Conformance Test Development FAQ

What is conformance testing, and how does it differ from other kinds of testing?

Conformance testing focuses on testing only what is formally specified, in order to verify whether an implementation conform to its specifications.

Conformance tests do not test implementation-specific details (what is not covered by the spec). They do not focus on performance, usability, the capability of an implementation to stand up under stress, or interoperability, except in so far as these characteristics of an implementation are formally specified.

This document focuses primarily on conformance testing, although some of the recommendations are also applicable to other kinds of testing.

Why is conformance testing important?

It's the key to interoperability. (It's necessary, but not sufficient - implementations that conform perfectly to imperfect specifications may fail to interoperate.) Since WGs are typically required to demonstrate two interoperable implementations of each feature of their specification, conformance tests are obviously important.

This type of testing is perhaps less likely to be performed by implementors (who are more likely to focus on performance, usability, features unique to their implementation, etc.)

It improves the quality of the specifications (particularly if performed while the spec is still under development).

When should test development start?

Planning should start very early (ideally, at the same time as spec development begins). Defining a testing approach (what kinds of tests to develop, and how they should operate), and considering 'testability' can be helpful even in the early stages of spec development.

During the planning phase, define the specifications to be tested. (This may seem obvious, but often specifications make reference to or depend on other specifications. It's important to understand the scope of what is to be tested.)

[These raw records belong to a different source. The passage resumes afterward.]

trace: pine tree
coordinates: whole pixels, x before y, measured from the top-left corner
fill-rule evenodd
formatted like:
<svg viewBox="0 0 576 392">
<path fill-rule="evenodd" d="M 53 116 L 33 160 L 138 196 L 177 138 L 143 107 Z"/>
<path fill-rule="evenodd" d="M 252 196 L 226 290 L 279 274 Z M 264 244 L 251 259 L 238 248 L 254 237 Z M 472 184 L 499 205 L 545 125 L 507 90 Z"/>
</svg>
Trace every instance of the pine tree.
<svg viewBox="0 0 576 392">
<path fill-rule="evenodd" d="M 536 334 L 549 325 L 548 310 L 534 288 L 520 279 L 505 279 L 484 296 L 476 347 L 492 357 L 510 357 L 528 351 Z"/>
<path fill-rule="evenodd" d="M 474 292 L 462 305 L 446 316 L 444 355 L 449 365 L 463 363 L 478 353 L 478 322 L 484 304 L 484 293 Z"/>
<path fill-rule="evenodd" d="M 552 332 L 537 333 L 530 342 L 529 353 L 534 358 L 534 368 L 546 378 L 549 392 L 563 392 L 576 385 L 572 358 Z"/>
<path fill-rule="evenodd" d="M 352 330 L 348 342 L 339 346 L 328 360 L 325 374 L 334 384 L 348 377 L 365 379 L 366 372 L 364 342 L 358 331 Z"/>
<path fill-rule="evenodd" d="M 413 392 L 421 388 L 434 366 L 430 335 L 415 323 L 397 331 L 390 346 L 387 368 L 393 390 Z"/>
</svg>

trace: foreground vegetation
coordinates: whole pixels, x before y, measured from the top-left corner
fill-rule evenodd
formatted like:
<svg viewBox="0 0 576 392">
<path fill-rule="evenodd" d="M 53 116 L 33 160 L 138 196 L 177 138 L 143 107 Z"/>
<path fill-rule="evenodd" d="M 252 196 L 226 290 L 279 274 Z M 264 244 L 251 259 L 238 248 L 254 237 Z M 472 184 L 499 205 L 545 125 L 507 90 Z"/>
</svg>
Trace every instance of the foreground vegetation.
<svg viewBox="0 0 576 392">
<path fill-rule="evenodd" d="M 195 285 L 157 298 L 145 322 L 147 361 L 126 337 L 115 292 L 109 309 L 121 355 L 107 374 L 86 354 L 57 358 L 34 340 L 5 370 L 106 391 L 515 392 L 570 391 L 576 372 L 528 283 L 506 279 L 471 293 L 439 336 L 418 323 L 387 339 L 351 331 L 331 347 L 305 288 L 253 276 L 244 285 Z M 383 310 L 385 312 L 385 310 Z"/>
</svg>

Unless you explicitly want to use the test development process as a way of exploring issues and problems in the specification, it's best to wait until the spec is reasonably stable before starting test development. Otherwise, lots of tests will have to be rewritten as the spec is modified.

Who will develop the tests?

Typically you will have to beg members of your WG to contribute resources to develop tests. If you're very lucky, you might also be able to persuade other interested parties to contribute

Either way, you will have to solicit and manage contributions from others. This can require a significant amount of organization and effort on your part if you are to get quality tests that cover the full range of the specification. Take the time to create a high-quality and informative 'appeal for contributions'.

Specify the format in which tests should be developed (for example, how they should be invoked and how they should report their results), and any metadata that should be supplied with them (for example a definition of the purpose of the test, a pointer to the portion of the specification that is tested, the expected results, etc.).

Define a process to manage contributions. Review submissions to ensure that they are appropriate and correct. Keep track of who submitted what, and of the 'state' that a particular test is in (submitted, reviewed, accepted, returned for revision, rejected, etc.)

How do we decide what tests to develop?

Try to focus development efforts where they will be most effective and useful:

where there's a greater chance that implementations will be non-conformant (for example, where implementors are more likely to 'cut corners', or where they are least likely to test during the development process)
where the consequences of non-conformance would be greatest (eg, breaking interoperability)

Tell people what you need (what areas of the spec should be covered) - don't just leave it up to them to develop whatever they want.

How many tests are enough?

There's no simple answer to this question; it depends on the goals that you set yourself and on the resources you have available.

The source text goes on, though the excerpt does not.